В Хониаре вторая мировая война напоминает о себе на каждом шагу. Сам город построен буквально на американских и японских окопах. Множество табличек и надписей, сообщающих, какой батальон и насколько продвинулся вперед и как долго шли бои за новые позиции, напоминает редким туристам о жестокости войны. И туристы здесь, посреди Тихого океана, вспоминают, о ней. Бывают и пожилые американцы, возможно, они разыскивают поле боя, где погибли их сыновья. Не думаю, чтобы сюда возвращались те, кто здесь воевал.

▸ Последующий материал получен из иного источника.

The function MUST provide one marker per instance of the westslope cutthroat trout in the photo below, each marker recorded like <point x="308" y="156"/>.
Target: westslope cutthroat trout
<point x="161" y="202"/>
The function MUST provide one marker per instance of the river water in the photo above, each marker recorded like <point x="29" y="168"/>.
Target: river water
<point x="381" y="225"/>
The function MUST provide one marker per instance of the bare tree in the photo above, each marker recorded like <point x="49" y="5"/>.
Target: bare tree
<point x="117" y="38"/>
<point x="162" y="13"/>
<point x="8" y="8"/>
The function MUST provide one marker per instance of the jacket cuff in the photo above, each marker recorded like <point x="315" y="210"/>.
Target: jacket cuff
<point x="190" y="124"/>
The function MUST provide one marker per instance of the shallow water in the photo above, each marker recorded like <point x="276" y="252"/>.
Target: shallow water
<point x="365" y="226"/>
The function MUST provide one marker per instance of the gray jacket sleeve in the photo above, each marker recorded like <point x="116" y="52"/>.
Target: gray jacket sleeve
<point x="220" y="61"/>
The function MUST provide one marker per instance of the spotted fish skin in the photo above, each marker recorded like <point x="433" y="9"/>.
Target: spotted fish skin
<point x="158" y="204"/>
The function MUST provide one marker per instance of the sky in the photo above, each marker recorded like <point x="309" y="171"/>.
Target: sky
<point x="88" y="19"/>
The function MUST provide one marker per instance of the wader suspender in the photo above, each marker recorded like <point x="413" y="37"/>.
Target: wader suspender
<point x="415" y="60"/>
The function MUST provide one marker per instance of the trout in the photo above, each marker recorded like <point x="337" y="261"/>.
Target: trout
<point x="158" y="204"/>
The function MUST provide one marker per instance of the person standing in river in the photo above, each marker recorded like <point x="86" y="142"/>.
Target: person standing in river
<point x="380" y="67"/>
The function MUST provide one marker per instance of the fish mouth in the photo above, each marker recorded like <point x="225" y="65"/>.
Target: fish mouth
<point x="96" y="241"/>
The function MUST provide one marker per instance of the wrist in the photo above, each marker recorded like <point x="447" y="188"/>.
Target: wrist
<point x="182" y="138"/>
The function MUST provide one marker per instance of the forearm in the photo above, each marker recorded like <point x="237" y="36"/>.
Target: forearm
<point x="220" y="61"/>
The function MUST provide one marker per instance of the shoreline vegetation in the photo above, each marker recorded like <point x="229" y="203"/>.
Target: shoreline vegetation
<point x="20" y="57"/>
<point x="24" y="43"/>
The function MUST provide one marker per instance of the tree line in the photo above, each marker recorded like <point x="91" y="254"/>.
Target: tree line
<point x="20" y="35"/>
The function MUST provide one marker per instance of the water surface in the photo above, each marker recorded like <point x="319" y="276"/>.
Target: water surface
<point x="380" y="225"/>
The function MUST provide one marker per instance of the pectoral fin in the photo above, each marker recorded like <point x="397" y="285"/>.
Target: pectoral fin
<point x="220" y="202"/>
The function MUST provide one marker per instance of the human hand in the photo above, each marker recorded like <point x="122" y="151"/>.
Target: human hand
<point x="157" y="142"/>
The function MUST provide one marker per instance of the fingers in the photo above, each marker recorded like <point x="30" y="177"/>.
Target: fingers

У побежденных было четырнадцать тысяч убитых на площади в несколько квадратных километров, еще девять тысяч умерли от инфекционных заболеваний. Подбито шестьсот самолетов, потоплены десятки американских, японских и австралийских кораблей. Они устилают дно между Гуадалканалом и островком Саво. Побережье Гуадалканала до сих пор окаймлено выступающими из воды обломками. От крейсеров и торпедных катеров осталась только гигантская масса проржавевшего металла, от сверкающих белым металлом американских самолетов — одни алюминиевые фюзеляжи. В нескольких километрах от Хониары хижины коренных жителей крыты жестью от самолетных крыльев, а дождевую воду собирают в цистерны, где раньше хранился бензин. Дороги, пристань и город — все осталось от войны. Не было бы войны, не быть сегодня Хониаре главным городом, а оставался бы им Тулаги на острове Нггела, к востоку от Гуадалканала.
Кроме тысяч погибших война принесла сюда и много других бед. О них мог бы рассказать любой чиновник с Соломоновых островов, да и с Новой Гвинеи. Война обострила и социальные проблемы, которые колониальные власти никак не могли разрешить, пока не началось открытое сопротивление британскому и австралийскому правлению. Родилось движение, его называли «культ карго»[23], что приблизительно можно перевести как «культ товаров и вещей», на разных островах оно имело различные варианты и названия.